By David Kaimowitz, the manager of the Forest and Farm Facility at FAO
When Alfayo Mayemba went out on a hot sunny day and counted the trees on his farm in Kombi village in Tanzania he probably wasn’t thinking about saving the planet. He was thinking about whether he’ll be getting better prices when he sells the wood, which is one way he earns his living.
Every day, millions of villagers around the world plant and care for trees. Most do it because trees give them fruits, nuts, fuel, wood, medicine, fodder, shade and cash. And each time the villagers plant more trees, they aren’t the only ones who benefit. Insects that the trees attract pollinate their neighbours’ crops. More trees mean cooler local temperatures and cleaner village streams. They also suck carbon from the air, stabilizing the global climate, and provide habitats for myriad animals and plants.
The more trees benefit villagers, the more the villagers will plant and attend to. Or they may simply let the trees grow back naturally, keeping out fire and cattle. Everyone wins, not just the farmers. It is as simple as that.
Thankfully, many governments and other groups including NGOs have pledged to restore hundreds of millions of hectares of degraded lands and promote forest landscape restoration. Major government reforestation programs or large forest plantations are one part of that. But the truth is, it will be almost impossible to meet these targets we all care so much about unless small farmers and communities benefit more from trees.
First, villagers need rights to those trees. Why should anyone care for a tree they aren’t allowed to use? Surprisingly, securing right to trees is still a major problem.

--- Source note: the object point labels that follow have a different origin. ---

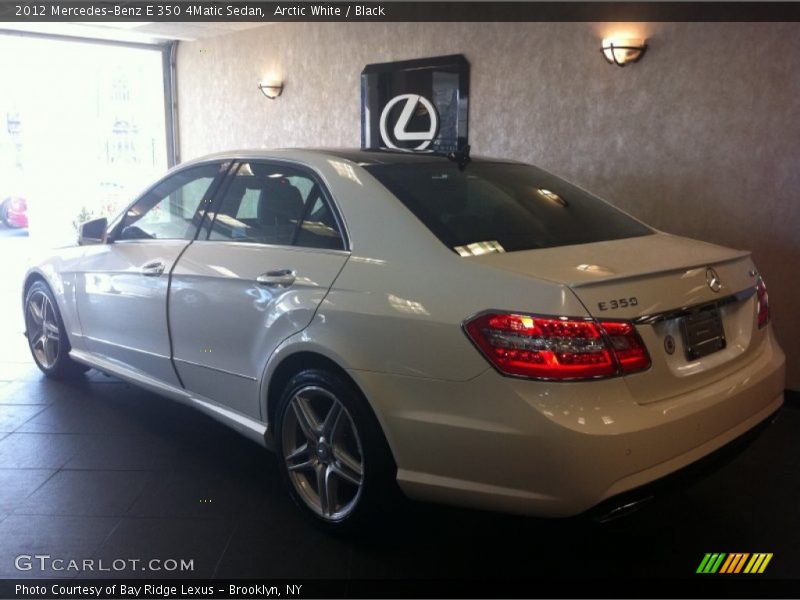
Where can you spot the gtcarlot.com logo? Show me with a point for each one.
(735, 562)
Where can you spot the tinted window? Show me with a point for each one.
(502, 207)
(275, 204)
(170, 210)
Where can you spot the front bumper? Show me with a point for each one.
(558, 449)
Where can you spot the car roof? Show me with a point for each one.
(356, 155)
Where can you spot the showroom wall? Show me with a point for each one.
(700, 138)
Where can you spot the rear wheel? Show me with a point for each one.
(47, 337)
(4, 212)
(334, 457)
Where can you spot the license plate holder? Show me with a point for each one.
(703, 333)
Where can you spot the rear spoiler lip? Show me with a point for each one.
(676, 313)
(735, 255)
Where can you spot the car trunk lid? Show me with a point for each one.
(692, 302)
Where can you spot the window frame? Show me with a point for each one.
(204, 230)
(116, 227)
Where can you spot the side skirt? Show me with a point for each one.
(247, 426)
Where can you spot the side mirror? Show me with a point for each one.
(93, 232)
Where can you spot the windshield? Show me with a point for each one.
(500, 207)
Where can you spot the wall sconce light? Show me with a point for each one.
(620, 52)
(271, 89)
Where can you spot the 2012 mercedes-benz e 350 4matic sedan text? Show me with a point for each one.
(486, 334)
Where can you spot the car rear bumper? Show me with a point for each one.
(558, 449)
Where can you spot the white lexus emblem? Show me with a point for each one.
(400, 132)
(713, 280)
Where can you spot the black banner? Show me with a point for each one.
(416, 105)
(254, 11)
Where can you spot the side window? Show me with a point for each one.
(170, 210)
(275, 204)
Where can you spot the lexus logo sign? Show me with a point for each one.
(416, 105)
(400, 110)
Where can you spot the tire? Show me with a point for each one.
(4, 213)
(47, 337)
(346, 450)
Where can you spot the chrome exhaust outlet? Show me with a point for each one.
(622, 510)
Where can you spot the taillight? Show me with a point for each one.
(763, 303)
(557, 347)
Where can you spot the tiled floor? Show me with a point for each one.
(99, 469)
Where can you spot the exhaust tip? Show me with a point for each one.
(622, 510)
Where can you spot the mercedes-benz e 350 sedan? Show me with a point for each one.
(485, 335)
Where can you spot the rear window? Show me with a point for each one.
(497, 207)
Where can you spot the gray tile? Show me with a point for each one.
(38, 450)
(81, 416)
(296, 549)
(206, 495)
(17, 484)
(60, 537)
(44, 391)
(20, 371)
(12, 416)
(86, 493)
(180, 539)
(127, 452)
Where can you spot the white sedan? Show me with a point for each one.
(481, 334)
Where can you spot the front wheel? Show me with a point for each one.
(47, 337)
(334, 457)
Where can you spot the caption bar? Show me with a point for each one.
(401, 11)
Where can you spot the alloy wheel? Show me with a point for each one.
(322, 452)
(43, 332)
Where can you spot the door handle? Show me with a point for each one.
(153, 269)
(280, 278)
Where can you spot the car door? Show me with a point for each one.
(122, 285)
(255, 276)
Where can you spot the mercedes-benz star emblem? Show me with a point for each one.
(414, 105)
(713, 280)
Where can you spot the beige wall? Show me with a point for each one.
(701, 138)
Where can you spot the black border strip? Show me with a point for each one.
(504, 11)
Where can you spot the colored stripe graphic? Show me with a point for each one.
(721, 562)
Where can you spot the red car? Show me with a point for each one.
(14, 212)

Villagers also need market information, healthy seedlings, permission to sell and good prices for their products. Being organized in groups makes all those things a whole lot easier. In Mr Mayemba’s native Tanzania, the group may take the form of a Tree Growers Association. Elsewhere it may be a farmers’ union, cooperative, indigenous territory or village council.
Sadly though, these groups too often get ignored. When governments, big NGOs, international agencies and companies come together they frequently leave out the people who matter the most: the local farmers and foresters and their organizations. That is also true when it comes to funding: IIED research has shown only about 10% of international climate finance reaches the local level. Farmer and community groups and Indigenous Peoples are often among the last invited or are asked to attend when decisions have already been made.

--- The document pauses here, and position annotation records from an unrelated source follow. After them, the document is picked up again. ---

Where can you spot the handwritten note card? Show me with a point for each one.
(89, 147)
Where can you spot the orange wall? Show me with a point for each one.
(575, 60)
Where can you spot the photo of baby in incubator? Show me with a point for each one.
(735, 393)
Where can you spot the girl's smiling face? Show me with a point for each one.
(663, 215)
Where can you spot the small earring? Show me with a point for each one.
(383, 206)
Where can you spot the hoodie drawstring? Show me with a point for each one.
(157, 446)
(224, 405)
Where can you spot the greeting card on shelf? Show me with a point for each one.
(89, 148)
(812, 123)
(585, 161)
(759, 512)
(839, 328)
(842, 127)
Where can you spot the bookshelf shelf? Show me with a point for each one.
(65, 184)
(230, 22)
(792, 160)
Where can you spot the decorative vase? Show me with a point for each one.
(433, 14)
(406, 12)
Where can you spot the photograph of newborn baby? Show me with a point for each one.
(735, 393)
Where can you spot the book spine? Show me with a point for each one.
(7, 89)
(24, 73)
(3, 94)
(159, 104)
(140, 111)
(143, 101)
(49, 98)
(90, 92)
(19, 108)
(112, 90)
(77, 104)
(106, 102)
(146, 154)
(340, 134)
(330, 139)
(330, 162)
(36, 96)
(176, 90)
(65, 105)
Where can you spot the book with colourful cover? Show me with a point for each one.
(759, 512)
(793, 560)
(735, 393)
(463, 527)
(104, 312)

Engage, organise, collaborate
At the Farm and Forest Facility we are trying to change that. The programme’s four partners – IIED, FAO, IUCN and Agricord – work with forest and farm organizations in Africa, Asia and Latin America, and assist villagers to earn more from their trees by getting information and services and finding better markets. (Mr Mayemba, for example, got a higher price for his wood simply by knowing more about what he could offer and selling together with others.) Groups like Mr Mayemba’s Tree Growers Association in Tanzania, the Vietnam National Farmers Union, Bolivia’s National Indigenous Forestry Association or Zambia’s National Forest Commodities Association bring together tens of millions of producers and are essential for massive forest restoration.

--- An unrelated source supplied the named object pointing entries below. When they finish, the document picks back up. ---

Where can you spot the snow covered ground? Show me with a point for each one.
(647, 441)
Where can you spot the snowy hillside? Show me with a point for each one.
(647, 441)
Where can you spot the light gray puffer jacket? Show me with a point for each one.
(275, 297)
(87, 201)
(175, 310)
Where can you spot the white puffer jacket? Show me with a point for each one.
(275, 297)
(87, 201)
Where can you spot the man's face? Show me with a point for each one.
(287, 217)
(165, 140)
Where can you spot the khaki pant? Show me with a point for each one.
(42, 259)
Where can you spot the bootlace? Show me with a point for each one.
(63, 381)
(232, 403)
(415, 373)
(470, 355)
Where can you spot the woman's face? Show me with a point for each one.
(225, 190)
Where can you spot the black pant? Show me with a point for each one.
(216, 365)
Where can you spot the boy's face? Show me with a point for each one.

By improving their advocacy and communications skills, many of these farmer and forest groups are finally being taken more seriously by governments and getting a seat at the table. That way they can participate in forestry projects, raise concerns about permits and taxes and get someone to pave their roads so they can access markets.
To reach the countries’ reforestation targets throughout the tropics, which we have championed, there is going to have to be much more of that. Greater funding for local groups. More consultation. Inclusion of women and youth.
Growing the potential of our super forests
As the cities of Africa and tropical Asia continue to swell, there are huge opportunities to produce fuelwood, charcoal, timber, medicinal plants, bamboo and many other forest products to sell to urban dwellers. Producing these products in a sustainable way could create millions of jobs, right now when they are needed the most for local economies to begin to recover from the pandemic. Africa currently gets almost 89% of its energy from fuelwood, charcoal and agricultural residues. If done well, that could be a major boon, rather than environmental disaster.
But a pathway for getting there is only realistic if it involves stronger farmer organization, with more support from government, funders and NGOs. That is the only viable “path to recovery and well-being”, the theme of this year’s International Day of Forests.
In this ‘super year‘ that embraces global ambition to accelerate climate action, protect biodiversity and tackle rising inequalities, let’s make this is a super year for restoring our forests, enabling the world’s forest and farm producers to thrive.